Measurement of SOC is the first step, but for farmers to actually get paid in a carbon market, Reinke stresses that current inefficiencies and costs relating to sampling, measuring and verification need to be reduced.
Tenuta agrees, noting that the issue of everyone taking their cut, from the verification/measurement firm to the credit aggregator to the trader, has always been a concern. He thinks farmers will start to get excited when price is about US$ 40 per tonne CO2.
Demand is about to explode for ag carbon credits in the US and supply will be the issue, which should drive up price but it takes farmers time to make changes on their farms
Right now in the US, Reinke reports that there have only been a few sales over the last year or so of agricultural carbon credits, in the hundreds of thousands of tonnes, and farmers have received only roughly US$ 15 a tonne. “Demand is about to explode for ag carbon credits in the US and supply will be the issue, which should drive up price but it takes farmers time to make changes on their farms,” he says.
“The good news is that only about 15% of acreage in US right now is under cover crops and rates of reduced tilling usage are low, so there is lots of opportunity for SOC sequestration. Farmers who already use cover crops can shift to longer-growing ones or different mixes that leave more biomass behind.

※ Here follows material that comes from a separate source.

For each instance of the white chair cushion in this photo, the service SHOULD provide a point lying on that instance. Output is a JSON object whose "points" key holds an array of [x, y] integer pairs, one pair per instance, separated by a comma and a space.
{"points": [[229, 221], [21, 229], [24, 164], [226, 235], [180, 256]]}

The benefits of reduced till and cover crops are already known and farmers just need advice and reassurance from peers. I think the perceived risk of yield loss with these practices is bigger than the actual risk.”
Tenuta agrees, noting that farmers and manufacturers have perfected direct seeding resulting in no yield reductions on the Canadian Prairies. “The seeders are purchased when it’s time for planting equipment replacement,” he explains. “The yield improvements from no-till, cover cropping and so on will come over a number of years and that’s an incentive itself.”
He adds that more and more farmers are using the ‘4R’ practices to improve efficiency of nitrogen fertiliser application; this comes with a reduction in N2O (nitrous oxide) emissions, which have a carbon market value as they are greenhouse gases.
Heaney believes the biggest challenge to farmers getting adequate carbon credit payment is collecting and entering data. It’s time-consuming and can involve the introduction of errors. This is where, Heaney says, “digital agriculture plays a key role.” Farms already plugged into some digital farm management platforms already capture most of the data required for carbon credit attainment.